Dad's cat, childhood drawing, early sketches

ART INFLUENCES

Artists often get asked how they started painting and about their art influences. This seems like a good place to start my new art blog. My earliest influences were very close to home – I’ll talk about my favourite artists another time.

 

Dad's cat, childhood drawing, early sketches
Dad’s cat drawing

I’ve drawn and painted for as long as I can remember. One of my earliest memories is of my Dad drawing a cat over and over for me and getting me to copy it.
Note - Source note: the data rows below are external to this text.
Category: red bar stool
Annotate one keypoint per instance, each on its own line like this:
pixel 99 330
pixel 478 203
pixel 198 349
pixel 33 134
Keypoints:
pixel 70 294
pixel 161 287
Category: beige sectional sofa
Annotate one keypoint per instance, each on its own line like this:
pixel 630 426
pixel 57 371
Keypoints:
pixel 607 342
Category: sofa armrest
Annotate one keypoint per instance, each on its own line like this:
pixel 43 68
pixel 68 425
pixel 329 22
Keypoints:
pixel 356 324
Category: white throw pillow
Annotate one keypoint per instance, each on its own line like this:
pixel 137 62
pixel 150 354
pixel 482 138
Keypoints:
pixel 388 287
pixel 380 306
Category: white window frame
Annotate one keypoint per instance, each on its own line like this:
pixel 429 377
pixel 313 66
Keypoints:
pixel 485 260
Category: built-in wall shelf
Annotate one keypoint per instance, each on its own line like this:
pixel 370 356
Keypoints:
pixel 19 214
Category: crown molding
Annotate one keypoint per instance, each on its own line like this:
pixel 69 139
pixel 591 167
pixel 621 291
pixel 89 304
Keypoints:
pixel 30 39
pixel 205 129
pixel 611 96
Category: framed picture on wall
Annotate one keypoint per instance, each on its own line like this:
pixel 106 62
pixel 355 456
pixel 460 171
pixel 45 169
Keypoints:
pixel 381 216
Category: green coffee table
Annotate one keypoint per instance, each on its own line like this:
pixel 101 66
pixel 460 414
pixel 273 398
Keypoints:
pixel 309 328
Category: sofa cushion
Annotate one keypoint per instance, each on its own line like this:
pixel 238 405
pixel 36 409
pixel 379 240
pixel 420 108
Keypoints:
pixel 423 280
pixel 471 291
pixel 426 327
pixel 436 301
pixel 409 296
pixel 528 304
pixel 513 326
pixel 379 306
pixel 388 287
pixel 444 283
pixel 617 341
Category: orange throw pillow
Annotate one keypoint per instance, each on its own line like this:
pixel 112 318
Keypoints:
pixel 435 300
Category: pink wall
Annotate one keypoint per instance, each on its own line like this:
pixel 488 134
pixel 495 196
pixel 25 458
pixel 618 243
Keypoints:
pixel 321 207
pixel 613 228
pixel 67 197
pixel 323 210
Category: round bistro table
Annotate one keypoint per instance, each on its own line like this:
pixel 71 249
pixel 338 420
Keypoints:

It was a great game, and Dad’s cat looked something like this:

 

Dad never claimed to be an artist, and I knew better than to ask about the missing legs!  But I learned to love drawing and fortunately we always had pets I could observe, so in time I learned about those missing legs …

 

IN MY BLOOD?

While I was growing up, my Mum told me that I was like her father who had been a sign writer. He was apparently a really good artist. Naturally I wanted to see his work, but sadly, he died before I was born. All of his artwork had been destroyed along with any photos, so I’ve never seen any of it. Encouraging and maddening at the same time! My young brain struggled to process these mixed messages about the value of art, and although I got a decent Art “O” Level,  I dropped formal art studies for more academic subjects. I spent most of my working life doing “proper” work, but art was in my blood so I kept coming back to it…

 

tabby cat painting, cat art, cat pet portrait, cat print
Tabby Cat

So, to get started as an animal artist, get some encouragement from your family, add in some mixed messages and a house full of pets, do other things for a living for 30+ years, but keep painting and drawing,  et voilà!

 

Oh and I hope you agree that my cat paintings have improved!